The ewes had spent the last three months of 2009 at my brother- and sister-in-law’s place a few miles away getting bred. And then in the last week or so, they started lambing. Three of our five ewes have had babies so far – and all three have had twins.
Unfortunately, we did lose one lamb just 24 hours after it was born. Cocoa, the mother, was the ewe who lost her first lamb after giving birth in a snow storm last spring; I don’t think she really wanted to deal with two lambs for her mothering experience as I don’t believe she was letting the second lamb nurse at all. By the time we realized this, it was too late to save the poor little thing. Just another sad fact of nature, I guess. My girls didn’t cry, although there was certainly a feeling of sadness hanging over all of us.
So we have five baby lambs frolicking around our sheep pens. And they are really cute. Busy Toddler got the biggest belly laugh out of watching the little lambs when she went down to help feed this afternoon with Handsome Hubby.
My father-in-law has been very busy calving for the past month, as well. The winter weather here hasn’t really been very friendly for newborn calves and sheep, but somehow things are going all right.
In my naïve, younger years, I always pictured tiny baby lambs and calves laying with their mothers on a bed of bright green grass with the sun shining brightly down on them. I suppose that scenario would be more realistic if these critters were born in May rather than February and early March, but that schedule doesn’t work well for us.

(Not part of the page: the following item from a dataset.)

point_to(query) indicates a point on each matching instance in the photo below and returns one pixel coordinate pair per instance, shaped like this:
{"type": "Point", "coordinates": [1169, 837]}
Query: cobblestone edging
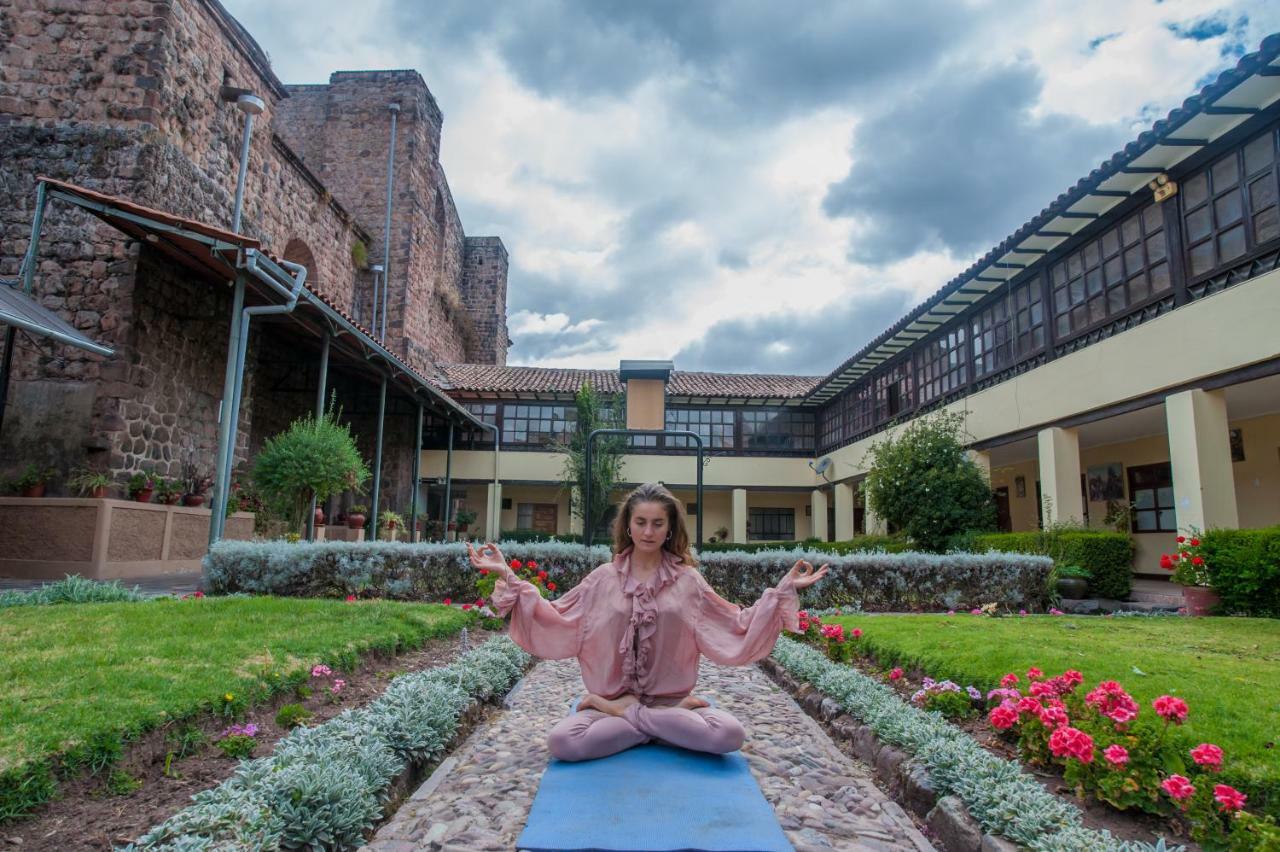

My father-in-law calves in February and March so he has more time for farming later in the spring; we have to lamb as early as possible so the babies will be as close to grown/finished as possible when it’s time to show them at the county fair. So our babies have been born amidst snow, sleet, rain, fog and mud. If the critters themselves weren’t so cute, it would be anything but a pretty sight.
We’re still watching the other two ewes, hoping to keep our lamb crop ratio as close to 200 percent as we can. And we’re hoping for warmer, drier weather.